午後から出張。営業で横浜線沿線の得意先を2つほど回る。駅前の街道沿いの商店街を歩く。2時を過ぎたばかりの時間だというのに、シャッターを閉めた店が多い。以前ならこういった何気ない商店街の片隅に、なんということのない古本屋の1軒ぐらいあったものだが、影もカタチもみえず。その代わり、少女コミックと雑誌ばかりの新刊書店があった。棚一面だけの文庫は、江國香織司馬遼太郎ばかりが並んでいるように見え、単行本に至っては縦横1メートル四方の空間しかあたえられていないのだ。居たたまれず1分で店を出る。しかし、こういう本屋さえ維持していくのは難しいのだろう。
少し、寂しい気持ちで職場に戻り、明日までに仕上げておかなければいけない仕事をとりあえず終わらせて退勤する。本屋へ。

ついに10月の文春新書の新刊を入手。黒岩さんと草森さんの本は厚みがあって持ち重りがする感じがうれしい。
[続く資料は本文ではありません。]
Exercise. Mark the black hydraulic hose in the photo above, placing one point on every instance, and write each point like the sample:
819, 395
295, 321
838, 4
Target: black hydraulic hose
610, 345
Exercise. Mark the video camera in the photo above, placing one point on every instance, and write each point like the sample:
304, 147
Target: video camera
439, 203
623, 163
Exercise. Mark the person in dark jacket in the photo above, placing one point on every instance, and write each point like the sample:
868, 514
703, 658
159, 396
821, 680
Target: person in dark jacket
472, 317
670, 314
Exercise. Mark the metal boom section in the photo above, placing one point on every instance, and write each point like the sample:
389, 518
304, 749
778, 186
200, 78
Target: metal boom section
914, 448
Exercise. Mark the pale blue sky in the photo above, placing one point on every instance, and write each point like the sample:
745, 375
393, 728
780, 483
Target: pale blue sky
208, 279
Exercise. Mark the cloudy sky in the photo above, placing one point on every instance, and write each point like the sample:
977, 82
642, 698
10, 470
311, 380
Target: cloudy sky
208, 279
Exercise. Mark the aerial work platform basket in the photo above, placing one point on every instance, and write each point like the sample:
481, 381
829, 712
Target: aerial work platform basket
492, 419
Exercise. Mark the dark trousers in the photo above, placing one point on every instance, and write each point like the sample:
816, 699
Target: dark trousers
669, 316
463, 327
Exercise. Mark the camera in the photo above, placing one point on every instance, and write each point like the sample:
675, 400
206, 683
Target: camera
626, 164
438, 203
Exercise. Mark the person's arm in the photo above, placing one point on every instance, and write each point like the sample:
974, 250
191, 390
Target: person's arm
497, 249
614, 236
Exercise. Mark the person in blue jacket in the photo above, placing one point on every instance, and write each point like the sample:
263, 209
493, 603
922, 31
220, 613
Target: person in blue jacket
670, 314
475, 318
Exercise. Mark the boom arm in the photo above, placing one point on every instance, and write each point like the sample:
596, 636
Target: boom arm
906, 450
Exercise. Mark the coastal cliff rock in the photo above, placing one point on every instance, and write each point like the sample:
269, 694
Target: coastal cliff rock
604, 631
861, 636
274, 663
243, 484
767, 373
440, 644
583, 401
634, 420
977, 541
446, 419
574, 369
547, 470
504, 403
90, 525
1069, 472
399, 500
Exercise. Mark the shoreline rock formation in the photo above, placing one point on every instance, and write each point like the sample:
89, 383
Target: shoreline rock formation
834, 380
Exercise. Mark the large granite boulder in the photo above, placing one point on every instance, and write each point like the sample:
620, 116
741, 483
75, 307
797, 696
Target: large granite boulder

バス待ちでまず「随筆 本が崩れる」をパラパラ。写真のページが多く挿まれている。そのピレネー山脈のような(といってもちゃんと見たことはないのだが)積み上げられた本の嶺々を拝見して安心する。まだ自分の部屋なんて本がないと同じではないかと。もちろん、“未刊の大器”草森紳一翁と自分を比べる事自体ナンセンスなのであるが。
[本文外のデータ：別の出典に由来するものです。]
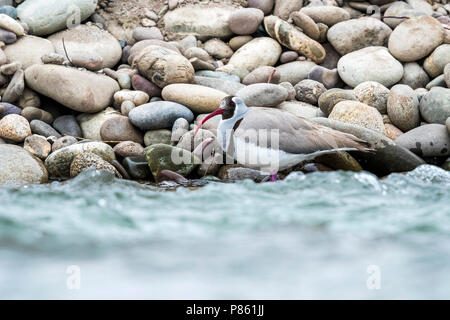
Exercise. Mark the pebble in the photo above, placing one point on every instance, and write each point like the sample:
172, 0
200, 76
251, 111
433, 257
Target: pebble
200, 21
294, 39
296, 71
309, 91
263, 5
15, 88
81, 91
140, 83
227, 86
403, 107
159, 115
10, 24
38, 146
355, 34
44, 129
58, 163
28, 50
435, 105
137, 167
199, 99
283, 8
7, 37
331, 97
88, 160
415, 38
329, 78
163, 66
164, 157
18, 166
328, 15
414, 75
45, 17
120, 128
63, 142
357, 67
14, 127
262, 75
430, 140
237, 42
245, 21
435, 63
373, 94
163, 136
128, 149
263, 95
33, 113
179, 128
143, 33
218, 49
307, 24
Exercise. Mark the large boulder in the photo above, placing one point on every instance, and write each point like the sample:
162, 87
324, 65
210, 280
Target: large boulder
45, 17
89, 40
18, 166
82, 91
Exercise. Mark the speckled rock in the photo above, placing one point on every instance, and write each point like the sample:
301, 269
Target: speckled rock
262, 75
88, 160
355, 34
403, 107
164, 157
202, 21
435, 105
263, 95
120, 129
245, 60
296, 71
415, 38
18, 166
330, 98
28, 50
294, 39
45, 17
309, 91
435, 63
38, 146
430, 140
245, 21
91, 124
199, 99
58, 162
159, 115
128, 149
414, 75
83, 91
358, 113
14, 127
163, 136
373, 94
358, 66
329, 15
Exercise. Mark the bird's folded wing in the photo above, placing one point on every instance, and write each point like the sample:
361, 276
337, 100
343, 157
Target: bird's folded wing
277, 129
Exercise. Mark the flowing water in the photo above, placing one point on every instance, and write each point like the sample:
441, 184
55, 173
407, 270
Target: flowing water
323, 235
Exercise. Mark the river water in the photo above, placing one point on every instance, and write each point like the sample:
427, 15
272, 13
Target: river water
335, 235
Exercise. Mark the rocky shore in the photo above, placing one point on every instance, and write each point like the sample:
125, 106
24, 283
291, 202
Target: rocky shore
121, 85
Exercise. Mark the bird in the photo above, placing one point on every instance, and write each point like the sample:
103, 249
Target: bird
272, 140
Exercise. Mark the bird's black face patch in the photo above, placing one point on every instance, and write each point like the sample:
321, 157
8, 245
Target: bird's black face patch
229, 107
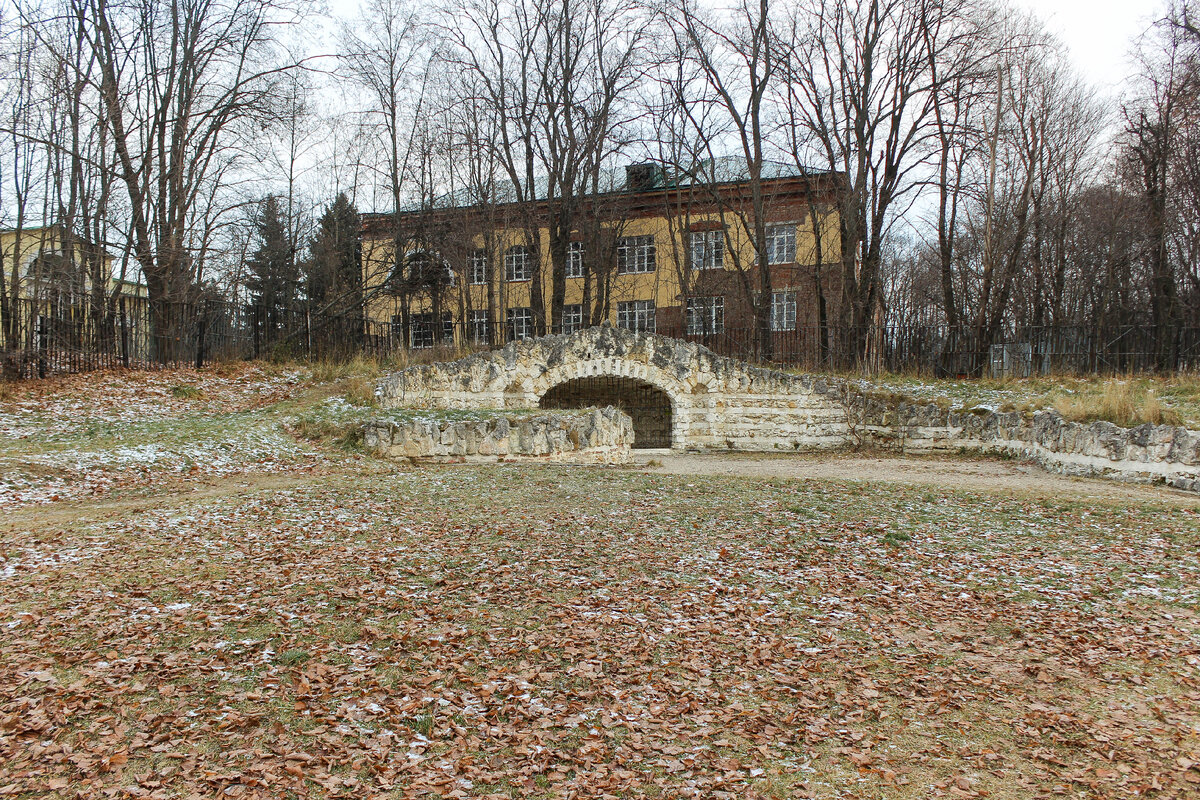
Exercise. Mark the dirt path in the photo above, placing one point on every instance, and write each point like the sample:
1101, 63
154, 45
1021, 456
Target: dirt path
75, 512
952, 473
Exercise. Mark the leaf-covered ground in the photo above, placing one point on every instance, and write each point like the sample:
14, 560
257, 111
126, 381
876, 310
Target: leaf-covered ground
354, 629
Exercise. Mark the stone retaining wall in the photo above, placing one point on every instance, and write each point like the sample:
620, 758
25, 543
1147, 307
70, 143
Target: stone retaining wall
1146, 453
719, 403
595, 435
帰宅するとポストに厚みのある封書が入っていた。昨日読んでいた「月の輪書林それから」の16ページに登場する岡町高弥(okamachi)さんから、個人誌『Monthly Takamitsu』が送られてきたのだ。高橋徹さんのところと同様に岡町さんが「ありがとう志ん朝、さよなら志ん朝」という古今亭志ん朝師匠追悼文を掲載した原健太郎さんの個人誌『笑息筋』も同封されていた。まず手始めに先の追悼文を読む。志ん朝師匠の死を悼みながらも今生きている噺家に目を向けようとする岡町さんの姿に頭が下がる。僕なども贔屓のひきたおしに近い不勉強で、現在の噺家を聴かずに評価を決め込んでしまっているところがあるのは否定のしようがないもの。こんど、おまささんのおすすめである立川談春さんの噺を聴きにいってみようかな。チケットとるのが大変そうではあるけど。
岡町さんは、まだ購読料も払っていないのにバックナンバーをたくさん送ってくださった。ありがとうございます。購読料はすぐに送りますので、もうしばらくお待ちください。
月の輪書林それから」を読み継ぐ。第1章「二〇〇二李奉昌と出会う」まで読了。これから三田平凡寺に突入するところ。